February 19, 2014 at 9:56 am

They are sullying the good name of Stan Lee!

‘Transmogrify’ in a legal document!

Even if Stan Lee and/or his legal reps were… shall we say, inattentive (or drugged) enough to say he owned the classic Marvel characters he co-created & “hey, go ahead & take’em”, I Very Seriously doubt that they were his to give. Even though Lee has been paid well by Marvel in recent years, that’s as a defacto (if not actual) president & spokesperson, as well as producer on so many movies & TV shows. I doubt that Marvel Comics in the ’60s would have given Lee ownership of his co-creations, and that Marvel & its various owners of the ’70s & onward who reward even their most prominent writer/editor/figurehead with all the legal character rights, especially given their responses to legal challenges from Marv Wolfman and Especially the heirs/estate of Jack Kirby. In short, of the company men would let those characters & all the licensed material (& income thereof) just leave their grasp, I’m George Clooney’s even more handsome teleporting brother.

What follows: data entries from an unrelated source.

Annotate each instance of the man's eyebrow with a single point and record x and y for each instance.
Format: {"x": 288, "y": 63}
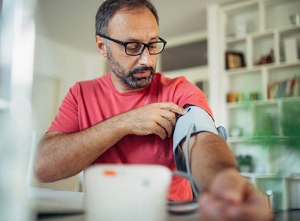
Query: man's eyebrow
{"x": 137, "y": 40}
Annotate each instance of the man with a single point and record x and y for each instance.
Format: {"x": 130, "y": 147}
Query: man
{"x": 128, "y": 116}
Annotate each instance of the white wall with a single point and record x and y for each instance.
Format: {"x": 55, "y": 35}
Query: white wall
{"x": 56, "y": 68}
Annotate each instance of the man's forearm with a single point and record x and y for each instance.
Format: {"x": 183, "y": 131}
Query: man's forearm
{"x": 209, "y": 155}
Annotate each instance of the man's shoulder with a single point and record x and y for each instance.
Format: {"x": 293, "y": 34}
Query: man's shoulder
{"x": 169, "y": 79}
{"x": 92, "y": 82}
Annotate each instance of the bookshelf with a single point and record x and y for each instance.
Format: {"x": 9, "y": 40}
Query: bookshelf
{"x": 260, "y": 93}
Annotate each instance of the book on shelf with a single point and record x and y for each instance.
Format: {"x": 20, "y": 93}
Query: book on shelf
{"x": 286, "y": 88}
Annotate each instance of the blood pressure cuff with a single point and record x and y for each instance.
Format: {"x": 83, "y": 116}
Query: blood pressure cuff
{"x": 202, "y": 121}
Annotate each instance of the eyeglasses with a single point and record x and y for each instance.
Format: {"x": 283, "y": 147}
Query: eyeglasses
{"x": 137, "y": 48}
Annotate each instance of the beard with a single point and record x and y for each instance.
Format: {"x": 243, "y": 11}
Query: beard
{"x": 128, "y": 78}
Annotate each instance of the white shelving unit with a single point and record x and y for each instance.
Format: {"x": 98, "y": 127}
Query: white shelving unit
{"x": 258, "y": 124}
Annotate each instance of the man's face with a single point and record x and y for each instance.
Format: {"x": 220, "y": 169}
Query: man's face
{"x": 132, "y": 72}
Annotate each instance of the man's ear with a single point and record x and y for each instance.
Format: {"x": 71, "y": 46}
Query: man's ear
{"x": 101, "y": 46}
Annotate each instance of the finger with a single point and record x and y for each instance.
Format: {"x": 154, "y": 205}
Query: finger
{"x": 160, "y": 131}
{"x": 210, "y": 208}
{"x": 167, "y": 125}
{"x": 173, "y": 107}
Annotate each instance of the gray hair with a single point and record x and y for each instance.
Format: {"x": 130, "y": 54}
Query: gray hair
{"x": 109, "y": 7}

(Instead, I’m apparently, just maybe in the aspect of logic, somehow smarter than one or more chowderheads from an investment group and/or it’s multi-Billion dollar hedge fund. Geebus.)

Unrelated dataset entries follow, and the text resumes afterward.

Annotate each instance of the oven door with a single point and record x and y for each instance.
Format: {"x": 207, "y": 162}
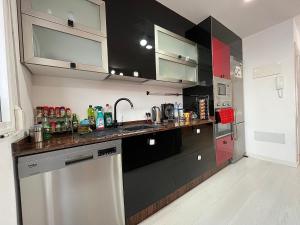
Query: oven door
{"x": 222, "y": 130}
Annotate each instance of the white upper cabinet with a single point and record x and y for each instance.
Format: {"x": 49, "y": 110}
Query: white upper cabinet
{"x": 168, "y": 69}
{"x": 176, "y": 46}
{"x": 56, "y": 46}
{"x": 85, "y": 15}
{"x": 176, "y": 58}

Marvel wasn’t giving up anything–
The only guy who gets any rights are Steve Ditko
He made sure it was in a clause-
Marvel has been wrong and continues to be wrong
After having everyone who ever was in the industry say
Give Kirby back his work–and they never did-

And also marvel practices in holding original art and how they store
It were horror stories for years——

With out Stan Hulk Spider-Man Fantastic Four
Would not be who and what they are—

He IS marvel—maybe he is asking too much and they were work for hire creations
But after being marvel president and publisher and being in the movies—-

Give him something—I’m kinda on the fence about this cause I know Stan has gotten a lot
But I think it goes back to his relationship with Jim Shooter—

Ed you do realize that this company doesn’t have Stan Lee working for them right ? In fact Lee left SLM in like 2001 or 2002. Before these lawsuits were even dreamed up. Its a company using his name to sue repeatedly. Stan Lee makes a very good yearly salary from Marvel. He travels to cons and makes a very good salary at that as well.

If you look it up online Stan Lee is worth over $200+ million. So he’s not hurting for money at all.

Excelsior Jenkins
February 19, 2014 at 9:56 am

They are sullying the good name of Stan Lee!

Hahahahahahaha! Good name? Taking creator credit of characters he had no hand in creating?

If I remember correctly, Stan Lee Media sued Stan Lee as well.

Whoever is behind Stan Lee Media seem like a real parasite, launching dishonest, harassing lawsuits in an effort to make a quick, easy buck. I would probably despise them, except for the fact that they are being such a nuisance to Marvel and Disney, two companies which have repeatedly used their corporate & legal clout to screw over numerous creators in the past. So in a way it does feel a bit like poetic justice.